Neonatal transport in India is still in its infancy. With the absence of any dedicated transport system for referred newborns, a major chunk of critical newborns unfortunately succumb to death soon after reaching tertiary centres. As a result, close to 40 per cent of neonatal deaths occur within first 24 hours of admission. Transporting a sick newborn to an equipped health facility is a challenge in India due to scarce and inequitably distributed health facilities and underdeveloped transport network. Though in-utero transport of the newborn and delivery at an adequately equipped centre are ideal, a pre-term delivery and all the subsequent perinatal problems cannot always be anticipated. This results in an increased need to transfer such babies after birth. Stabilisation of new-born during and before transportation has been shown to improve the condition of new-born in terms of temperature, blood glucose, oxygenation and blood pressure, thereby improving the outcome of such critically sick neonate. In the developed countries, the networking and regionalisation of neonatal emergency transport has evolved from the 1990s onwards and is well-developed. Survival rates have improved over the last few years although in-utero transfers carry a better prognosis than ex-utero transfers.

Over the years, neonatal services under the National Health Mission (NHM) have expanded and has led to setting up of tertiary neonatal units and the Special Newborn Care Units (SNCU) in many districts and Newborn Stabilising Units (NBU). The babies who require further intensive care are then referred out to either teaching hospitals where the intensive care facilities are available or to private hospitals. As there are no dedicated neonatal transport teams, parents are forced to arrange for transport themselves or use the inadequately resourced available transport facilities.

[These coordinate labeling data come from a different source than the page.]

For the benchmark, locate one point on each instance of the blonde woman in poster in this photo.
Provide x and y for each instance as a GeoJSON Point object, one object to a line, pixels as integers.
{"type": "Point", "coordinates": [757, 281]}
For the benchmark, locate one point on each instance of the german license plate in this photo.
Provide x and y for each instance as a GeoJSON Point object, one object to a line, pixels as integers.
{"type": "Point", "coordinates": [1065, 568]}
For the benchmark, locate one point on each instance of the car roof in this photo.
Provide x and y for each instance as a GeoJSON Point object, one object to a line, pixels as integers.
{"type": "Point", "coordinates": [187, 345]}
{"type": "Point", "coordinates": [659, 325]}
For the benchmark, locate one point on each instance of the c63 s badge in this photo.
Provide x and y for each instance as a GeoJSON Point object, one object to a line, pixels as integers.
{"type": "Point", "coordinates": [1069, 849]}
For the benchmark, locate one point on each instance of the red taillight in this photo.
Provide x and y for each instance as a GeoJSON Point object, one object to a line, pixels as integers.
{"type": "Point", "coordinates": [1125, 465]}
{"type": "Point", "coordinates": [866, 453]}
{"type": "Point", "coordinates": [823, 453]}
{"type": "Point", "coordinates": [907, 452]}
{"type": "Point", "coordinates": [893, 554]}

A prospective study done by Jajoo et al showed that in over 75 per cent of instances, parents brought in the newborn in private vehicles with only about 23 per cent, who were brought in an ambulance. Amongst the babies who were transported in ambulances, less than half of them were adequately equipped in terms of resources to provide them warmth and oxygen. It is no wonder then majority of the babies who were transferred in had hypothermia (low admission temperature) or hypoglycaemia (low blood sugar) or had hypoxia (low oxygen levels in the blood). In this study, the mortality rate was about 10.5 per cent.

With little research being conducted to know the process of transport and the outcome of referred neonates, it is sad to learn that far less documentation further adds to the deterioration in neonatal condition during transport. As we are evaluating the progress of our SDGs and its accomplishment, we are still in the phase of implementing diverse policies in different states and yet to ensure referral for all the newborns that are in need, with sole responsibility being left to the discretion of parents/guardians on many places. There is an urgent need to have a NETS facility at a national level to provide adequate clinical support that is required for precious deliveries done in any of the hospitals which themselves may not have sufficient neonatology infrastructure to handle extreme pre-term deliveries or high-risk deliveries.